The syntax to declare buses as signed is:
input signed [15:0] in1;
output reg signed [15:0] result;
//Declaring outputs as \"reg\" will allow you to assign values to them
Also, be aware that unsigned N-bit registers (like the inputs A and B in project 2) can store values from 0 to 2N-1. While signed N-bit registers can store values from -2N-1 to 2N-1-1, where N is the number of bits of the register.

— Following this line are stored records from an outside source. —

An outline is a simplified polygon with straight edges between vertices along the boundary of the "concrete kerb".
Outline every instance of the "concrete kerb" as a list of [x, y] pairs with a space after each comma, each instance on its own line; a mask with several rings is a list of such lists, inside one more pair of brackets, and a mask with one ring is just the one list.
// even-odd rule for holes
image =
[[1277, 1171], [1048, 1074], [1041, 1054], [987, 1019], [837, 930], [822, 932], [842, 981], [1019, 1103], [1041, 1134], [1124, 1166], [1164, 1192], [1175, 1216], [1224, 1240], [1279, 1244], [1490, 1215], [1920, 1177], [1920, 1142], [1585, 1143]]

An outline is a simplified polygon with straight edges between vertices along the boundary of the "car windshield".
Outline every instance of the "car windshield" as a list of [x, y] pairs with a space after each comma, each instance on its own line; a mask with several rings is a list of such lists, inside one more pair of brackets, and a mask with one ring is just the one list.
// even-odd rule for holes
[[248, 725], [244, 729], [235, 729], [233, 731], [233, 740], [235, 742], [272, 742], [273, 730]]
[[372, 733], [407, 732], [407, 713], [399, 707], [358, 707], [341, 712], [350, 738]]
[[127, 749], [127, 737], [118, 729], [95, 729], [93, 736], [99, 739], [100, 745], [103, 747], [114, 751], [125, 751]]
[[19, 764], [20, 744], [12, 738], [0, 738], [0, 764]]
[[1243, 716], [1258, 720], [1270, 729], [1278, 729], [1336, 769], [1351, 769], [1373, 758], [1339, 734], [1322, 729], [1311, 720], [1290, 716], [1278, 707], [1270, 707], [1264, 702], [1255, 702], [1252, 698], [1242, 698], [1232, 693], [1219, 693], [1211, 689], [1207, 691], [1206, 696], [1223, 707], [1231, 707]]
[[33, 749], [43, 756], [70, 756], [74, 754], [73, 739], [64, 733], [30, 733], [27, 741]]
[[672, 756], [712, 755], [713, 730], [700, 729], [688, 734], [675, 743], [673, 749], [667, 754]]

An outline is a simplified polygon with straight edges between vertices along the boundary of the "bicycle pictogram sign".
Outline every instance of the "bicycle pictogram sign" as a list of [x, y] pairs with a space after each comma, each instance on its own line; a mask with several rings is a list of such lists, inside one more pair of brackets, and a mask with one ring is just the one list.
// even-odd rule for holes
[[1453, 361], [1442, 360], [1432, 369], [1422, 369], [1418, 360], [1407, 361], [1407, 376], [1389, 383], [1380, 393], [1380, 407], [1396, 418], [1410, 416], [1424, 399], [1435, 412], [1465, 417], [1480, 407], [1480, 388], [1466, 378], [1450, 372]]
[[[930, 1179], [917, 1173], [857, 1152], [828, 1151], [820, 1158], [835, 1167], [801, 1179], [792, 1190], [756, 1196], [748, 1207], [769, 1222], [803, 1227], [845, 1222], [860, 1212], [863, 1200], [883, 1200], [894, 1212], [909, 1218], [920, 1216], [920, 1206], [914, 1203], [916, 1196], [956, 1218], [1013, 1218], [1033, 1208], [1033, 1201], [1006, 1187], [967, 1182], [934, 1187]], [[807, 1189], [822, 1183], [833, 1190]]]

| opCode | Operation that has to be performed |
| 0000 | Add both inputs. Be aware that the overflow detection when adding and subtracting must be different than for Project 2 because in Project 2 the inputs were unsigned, while now for Project 3 the inputs are signed. |
| 0001 | Subtract in1 - in2. |
| 0010 | Multiply in1 by five |
| 0011 | Divide in1 by ten. When dividing by ten, signal an overflow when in1 is not exactly divisible by ten. For instance, if in1=30, then result=3 and overflow=0; but if in1=35, then result=3 and overflow=1. You will need to explore the use of the percentage sign (%), which performs modulo operations (also known as \"modulus operator\", https://en.wikipedia.org/wiki/Modulo_operation ). The modulo finds the remainder of a division. If the remainder is zero then overflow=0; but if the remainder is not zero then produce overflow =1. |
| 0100 | Bitwise AND. Even though in1, in2 and result are declared as signed numbers, when applying the bitwise operations they are taken as raw bits. A bitwise operation (https://en.wikipedia.org/wiki/Bitwise_operation ) is when the operation is applied to the individual bits. In this case, there will be an AND gate operation between the individual bits of in1 and the individual bits of in2; such that an AND logic will be applied to the first bit of in1 and the first bit of in2 and the output of that AND will be the first bit of result; an AND logic will be applied to the bit of position n of in1 and the bit of position n of in2 and the output of that AND will be the bit of position n of result; and so on. For example: in1 = 1010110011110000 in2 = 1100101000110011 result = 1000100000110000 Bitwise AND, XOR and OR operations can\'t overflow, so overflow=0 by default. |
| 0101 | Bitwise XOR. Similar to explanation above, but with an XOR (also known as exclusive OR) operation instead. Example: in1 = 1010110011110000 in2 = 1100101000110011 result = 0110011011000011 |
| 0110 | Bitwise OR. Similar to explanation above, but with an OR operation instead. Example: in1 = 1010110011110000 in2 = 1100101000110011 result = 1110111011110011 |
| 0111 | One\'s Complement of in1. Perform one\'s complement, by inverting bits (do not add one afterwards, because that would be two\'s complement). Complement operation can\'t overflow, so overflow=0 by default. Examples: in1=\'b00000000000000; opCode=\'b0111; expectedOverflow=\'b0; result=\'b1111111111111111; in1=\'b0000000000000001; opCode=\'b0111; expectedOverflow=\'b0; result=\'b1111111111111110; |
| 1000 | Increment in1 by 1. Examples: if in1=3, then result =4. if in1=-3, then result =-2. |
| 1001 | Decrement in1 by 1. Examples: if in1=3, then result =2 if in1=-3, then result =-4. |
Solution
ANSWER:
The question mentions that 26 test cases are required. So, you could have every single testcase in a different testbench file an simulate them one by one. Or, you could also have all the 26 different scenarios in the same initial block and simulate at one shot. I prefer the second approach and have used the same to answer your question.
module testbench;
wire [15:0] in1_tb, in2_tb, result_tb;
wire [3:0] op_tb;
wire overflow_tb;
//Arrays which have the stimulus
wire [15:0] in1 [26], in2 [26];
wire [3:0] op[26];
//Creating first set of stimuli
assign in1 [0] = 16\'h1234;
assign in2 [0] = 16\'h2340;
assign op [0] = 4\'hA;
Similarly create all stimuli by extending this array.
//Design instantiation
calcuator RTL (
.in1 (in1_tb),
.in2 (in2_tb),
.op (op_tb),
.out (out_tb),
.overflow (overflow_tb));
//Stimulus:
initial begin
$monitor(\"Opcode - %b, in1 - %h, in2 - %h, out - %h, overflow - %b \", op_tb, in1_tb, in2_tb, out_tb, overflow_tb);
for (i=0;i<26;i++) begin
inp1_tb = inp1[i];
inp2_tb = inp2[i];
op_tb = op[i];
#100;
end
end
endmodule
PS: I hope I have cleared your problem. If you have any questions, feel free to ask me.